Salesforce va sans doute utiliser le multitenant de la 12c
On ne sait pas très bien combien d'argent Salesforce.com s'engage à dépenser, mais, d'après les grandes lignes de l'accord révélé mardi, son investissement sera significatif. Il semble aussi que Salesforce.com ne va pas chercher à utiliser d'autres technologies de base de données que celle d'Oracle, comme certains éléments ont pu le montrer. Même si cela ne figure pas dans l'accord d'hier, Salesforce.com va apparemment utiliser la base de données 12c d'Oracle, dont la sortie est imminente. Cela pourrait avoir des conséquences non négligeables sur le fonctionnement de Salesforce.com dans le domaine du multitenant. [[page]]
Jusqu'ici, l'approche de Salesforce.com consistait à partager une seule instance de l'application entre clients, en maintenant leurs données séparément. Mais Database 12c d'Oracle réalise le multitenant au niveau de la base de données elle-même grâce à une fonctionnalité dite de bases de données enfichables. Selon Larry Ellison, l'approche d'Oracle est plus efficace et plus sûre que l'architecture mutualisée au niveau de l'application.
Du point de vue des produits, l'annonce de mardi pourrait aussi permettre à Salesforce.com de modifier son image d'entreprise prétentieuse, en guerre permanente contre les éditeurs de logiciels sur site. Avec près de 4 milliards de dollars de chiffre d'affaires, voilà un moment que l'éditeur ne peut plus guère se qualifier de start-up. Mais avec les intégrations spécifiques envisagées avec les produits d'Oracle semblent placer les deux sociétés côte à côte face à des entreprises en pleine expansion comme Workday, qui fournit des applications HCM et des solutions financières dans le cloud. Oracle dispose de sa propre application CRM dans le cloud et l'éditeur va sans aucun doute continuer à rivaliser avec Salesforce.com dans ce secteur d'activité et comme dans d'autres.
Larry Ellison fait preuve d'une grande habileté stratégique
L'accord passé avec Salesforce.com intervient un jour après l'annonce par Oracle d'un partenariat avec un autre concurrent, Microsoft. L'entreprise dirigée par Steve Ballmer s'est engagée à davantage utiliser la technologie d'Oracle, y compris le langage de programmation Java, dans son service cloud Azure.

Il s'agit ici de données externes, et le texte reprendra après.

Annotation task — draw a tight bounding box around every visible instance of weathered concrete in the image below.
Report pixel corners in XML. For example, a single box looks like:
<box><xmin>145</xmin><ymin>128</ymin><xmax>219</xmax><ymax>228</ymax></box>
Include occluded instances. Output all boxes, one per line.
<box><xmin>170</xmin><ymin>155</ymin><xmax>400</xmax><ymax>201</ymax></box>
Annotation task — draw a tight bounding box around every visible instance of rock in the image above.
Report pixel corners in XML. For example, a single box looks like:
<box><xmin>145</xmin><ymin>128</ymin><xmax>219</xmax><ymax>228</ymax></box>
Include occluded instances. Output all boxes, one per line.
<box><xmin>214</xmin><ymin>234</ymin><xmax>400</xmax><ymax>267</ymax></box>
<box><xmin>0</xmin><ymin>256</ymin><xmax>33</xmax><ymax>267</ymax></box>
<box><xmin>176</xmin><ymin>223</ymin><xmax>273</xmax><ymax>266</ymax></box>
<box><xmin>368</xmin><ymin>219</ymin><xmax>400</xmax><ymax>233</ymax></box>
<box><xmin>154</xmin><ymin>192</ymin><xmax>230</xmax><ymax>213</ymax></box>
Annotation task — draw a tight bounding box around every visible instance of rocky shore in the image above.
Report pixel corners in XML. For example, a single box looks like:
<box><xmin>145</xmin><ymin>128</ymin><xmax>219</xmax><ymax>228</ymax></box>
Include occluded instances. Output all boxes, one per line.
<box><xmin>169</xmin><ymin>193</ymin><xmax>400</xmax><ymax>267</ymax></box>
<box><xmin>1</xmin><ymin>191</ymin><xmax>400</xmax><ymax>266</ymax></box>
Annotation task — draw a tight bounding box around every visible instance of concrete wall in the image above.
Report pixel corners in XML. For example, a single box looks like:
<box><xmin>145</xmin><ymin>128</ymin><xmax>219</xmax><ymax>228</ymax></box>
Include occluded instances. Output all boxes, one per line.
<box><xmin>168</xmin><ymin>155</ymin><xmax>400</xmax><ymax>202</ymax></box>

Selon les analystes Ray Wang et Holger Mueller de Constellation Research, vue dans son ensemble, cette stratégie porte la marque de Larry Ellison. « Au cours de la dernière décennie, Oracle a été à la traîne sur le marché du cloud, » ont-ils écrit dans un blog mardi. « Les capital-risqueurs conseillaient à leurs startups de ne pas s'appuyer sur Oracle pour éviter de payer trop cher la technologie propriétaire de sa base de données. Mais, Larry Ellison vient de faire preuve d'une très grande habileté stratégique, à l'image du stratège militaire Sun Tzu. Il a montré qu'il était déterminé à servir de bras armé aux fournisseurs d'infrastructure cloud ».